British politicians from all parties have condemned the “profoundly shocking” scenes of President Donald Trump supporters storming the US Capitol in Washington DC.
Amid violent clashes with police, protesters breached barricades and were able to enter the building on Capitol Hill on Wednesday.
Mr Trump had previously urged his supporters to travel to Washington to protest over Congress’ formal approval of Joe Biden’s victory in the November presidential election.
Both chambers of Congress were forced into an abrupt recess by the protests as they were debating the Electoral College vote that gave Mr Biden the presidency.
Scotland’s First Minister Nicola Sturgeon tweeted that the scenes from the Capitol were “utterly horrifying”.
She added: “Solidarity with those in (the United States) on the side of democracy and the peaceful and constitutional transfer of power.

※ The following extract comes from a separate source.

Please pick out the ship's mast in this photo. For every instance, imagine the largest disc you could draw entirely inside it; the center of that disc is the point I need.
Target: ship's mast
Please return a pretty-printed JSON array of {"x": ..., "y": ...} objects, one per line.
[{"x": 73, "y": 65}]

Shame on those who have incited this attack on democracy.”
Shadow Secretary of State for International Trade Emily Thornberry described the scenes in Washington as “profoundly shocking”.
She tweeted: “Profoundly shocking scenes in the Capitol tonight.
“Listening to Republican Congressman Kinzinger saying ‘if this was Belarus we’d be calling it a coup attempt’. ‘The guard rails will hold’. ‘The President is guilty of cowardice – he should accept that he’s lost’.”
Lisa Nandy, Labour’s shadow foreign secretary, commented: “Terrible scenes from the USA.
“This is the legacy of a politics of hate that pits people against each other and threatens the foundations of democracy.
“We must stand firm with legislators under attack and the American people who have the right to choose their own destiny.”
Layla Moran, foreign affairs spokeswoman for the Liberal Democrats, said the Prime Minister should condemn the Trump supporters.
She said: “The scenes coming out of Washington tonight are an attack on democracy.
“Liberal Democrats call on Boris Johnson to condemn the violent actions of President Trump’s supporters breaking into the Capitol.
“An attack on democracy anywhere is an attack on democracy everywhere.”
Labour MP David Lammy described Donald Trump as “an enemy of democracy”.
He tweeted: “Donald Trump is an enemy of democracy. Every British politician who failed to condemn his actions after the presidential election should issue an apology tonight.”
Meanwhile, the mayor of Greater Manchester Andy Burnham tweeted: “Any UK politician who gave Trump the time of day should be ashamed right now.”